The regulation of KSHV lytic reactivation by viral and cellular factors

Abstract

Kaposi's sarcoma-associated herpesvirus (KSHV) is an oncogenic herpesvirus that exhibits two distinct phases of infection in the host-latent and lytic. The quiescent latent phase is defined by limited expression of a subset of viral proteins and microRNAs, and an absence of virus production. KSHV periodically reactivates from latency to undergo active lytic replication, leading to production of new infectious virions. This switch from the latent to the lytic phase requires the viral protein regulator of transcription activator (RTA). RTA, along with other virally encoded proteins, is aided by host factors to facilitate this transition. Herein, we highlight the key host proteins that are involved in mediating RTA activation and KSHV lytic replication and discuss the cellular processes in which they function. We will also focus on the modulation of viral reactivation by the innate immune system, and how KSHV influences key immune signaling pathways to aid its own lifecycle.

Figure 1:. Induction of RTA and RTA-mediated regulation of lytic replication.

Transcription factors downstream of various stimuli induce RTA transcription and trigger lytic reactivation. Once transcribed, RTA mRNA is modified by m6A modifications, which is added and read by host proteins. RTA protein can also induce expression of host genes in addition to viral genes. Pro-viral genes are depicted in green, antiviral genes in red and genes that can act both pro-viral and antiviral are depicted in grey.

Figure 2:. Epigenetic modifications, DNA damage response and cellular stress pathways influence lytic reactivation.

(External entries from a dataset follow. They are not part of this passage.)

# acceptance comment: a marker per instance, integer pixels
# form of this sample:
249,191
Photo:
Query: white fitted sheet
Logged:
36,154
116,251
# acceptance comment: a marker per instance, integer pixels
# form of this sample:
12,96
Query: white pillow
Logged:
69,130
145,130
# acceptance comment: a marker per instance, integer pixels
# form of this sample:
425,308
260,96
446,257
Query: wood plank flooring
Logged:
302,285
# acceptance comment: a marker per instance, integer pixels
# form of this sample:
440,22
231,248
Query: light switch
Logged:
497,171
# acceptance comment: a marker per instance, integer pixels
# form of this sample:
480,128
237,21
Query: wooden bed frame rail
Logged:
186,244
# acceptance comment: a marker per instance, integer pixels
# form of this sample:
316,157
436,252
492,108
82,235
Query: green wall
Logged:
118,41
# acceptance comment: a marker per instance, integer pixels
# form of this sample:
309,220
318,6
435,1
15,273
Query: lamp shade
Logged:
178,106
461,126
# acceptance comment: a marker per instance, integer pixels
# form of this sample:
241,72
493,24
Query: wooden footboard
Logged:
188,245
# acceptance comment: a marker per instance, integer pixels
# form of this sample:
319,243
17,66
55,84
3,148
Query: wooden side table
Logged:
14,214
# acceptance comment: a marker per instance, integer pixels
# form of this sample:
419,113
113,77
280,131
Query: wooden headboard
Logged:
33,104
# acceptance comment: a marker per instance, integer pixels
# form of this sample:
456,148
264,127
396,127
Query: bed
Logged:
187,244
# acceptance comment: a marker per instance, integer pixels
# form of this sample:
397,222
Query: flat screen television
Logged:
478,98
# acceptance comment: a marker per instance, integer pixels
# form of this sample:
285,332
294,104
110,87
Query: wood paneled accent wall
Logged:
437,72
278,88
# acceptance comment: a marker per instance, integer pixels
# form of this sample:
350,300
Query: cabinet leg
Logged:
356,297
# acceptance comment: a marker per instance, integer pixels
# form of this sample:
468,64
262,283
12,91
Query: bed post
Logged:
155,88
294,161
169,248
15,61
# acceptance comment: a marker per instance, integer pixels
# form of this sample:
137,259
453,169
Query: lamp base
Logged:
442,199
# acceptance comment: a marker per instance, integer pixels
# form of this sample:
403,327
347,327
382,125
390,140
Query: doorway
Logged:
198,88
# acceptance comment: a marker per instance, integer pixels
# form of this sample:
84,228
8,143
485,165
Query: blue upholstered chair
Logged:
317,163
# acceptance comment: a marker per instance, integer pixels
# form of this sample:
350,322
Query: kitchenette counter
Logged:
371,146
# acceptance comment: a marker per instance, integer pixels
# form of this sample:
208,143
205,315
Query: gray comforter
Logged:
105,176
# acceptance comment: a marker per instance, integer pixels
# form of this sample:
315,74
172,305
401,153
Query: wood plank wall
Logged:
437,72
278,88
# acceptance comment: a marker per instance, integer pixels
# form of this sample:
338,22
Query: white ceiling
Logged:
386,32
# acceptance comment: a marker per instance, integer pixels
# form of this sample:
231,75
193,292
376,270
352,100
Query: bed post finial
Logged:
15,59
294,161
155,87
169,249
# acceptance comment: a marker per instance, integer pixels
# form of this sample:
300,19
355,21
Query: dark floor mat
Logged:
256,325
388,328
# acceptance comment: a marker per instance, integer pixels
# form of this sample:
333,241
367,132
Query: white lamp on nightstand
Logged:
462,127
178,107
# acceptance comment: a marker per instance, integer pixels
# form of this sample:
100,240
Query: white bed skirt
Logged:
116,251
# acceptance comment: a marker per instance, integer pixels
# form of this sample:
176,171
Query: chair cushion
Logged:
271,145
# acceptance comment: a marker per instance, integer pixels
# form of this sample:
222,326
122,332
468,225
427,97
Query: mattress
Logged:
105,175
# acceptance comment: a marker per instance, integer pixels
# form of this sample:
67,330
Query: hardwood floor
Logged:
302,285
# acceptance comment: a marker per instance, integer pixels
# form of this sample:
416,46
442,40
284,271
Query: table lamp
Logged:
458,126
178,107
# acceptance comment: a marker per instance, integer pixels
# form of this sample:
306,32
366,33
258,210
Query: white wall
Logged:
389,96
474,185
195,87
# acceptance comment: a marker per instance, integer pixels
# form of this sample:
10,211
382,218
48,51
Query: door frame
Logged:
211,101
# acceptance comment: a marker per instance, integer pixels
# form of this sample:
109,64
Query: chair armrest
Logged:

(A) Epigenetic factors regulate the addition of histone modifications on RTA and the viral genome. Host factors shown on the left inhibit lytic reactivation by adding H3K27me3, H3K9me3 and promoting phosphorylation of histone H3. Transcriptional repressors (KAP1 and Nrf2) inhibit transcription and IFI16 promotes repressive H3K9me3 marks on the viral genome. Conversely, on the right, JMJD3 and UTX remove the transcription-suppressive H3K27me3 mark and promote lytic reactivation. Dotted lines depict the removal of histone mark. (B) Host DNA repair proteins and the DNA damage response promote lytic reactivation. Cellular ER stress sensors are pro-viral for lytic replication and reactivation while non-sense mediated decay proteins suppress lytic reactivation. Pro-viral genes are depicted in green and antiviral genes in red.

Figure 3:. Innate immune proteins and KSHV lytic reactivation.

The major DNA (cGAS, STING) and RNA (RIG-I, MDA5, MAVS, TLR7/8) sensing pathways and their components act to limit KSHV lytic reactivation. PPP6C modulates STING phosphorylation while ADAR1 and NLRX1 modulate the RIG-I/MDA5/MAVS pathway. NLR protein, NLRP1, also acts antivirally through pro-inflammatory cytokines. Caspase-8 has been demonstrated to limit the expression of IFN-β. Downstream of IFN, the ISGs, IFITs and ISG15, inhibit viral reactivation. Pro-viral genes are depicted in green and antiviral genes in red.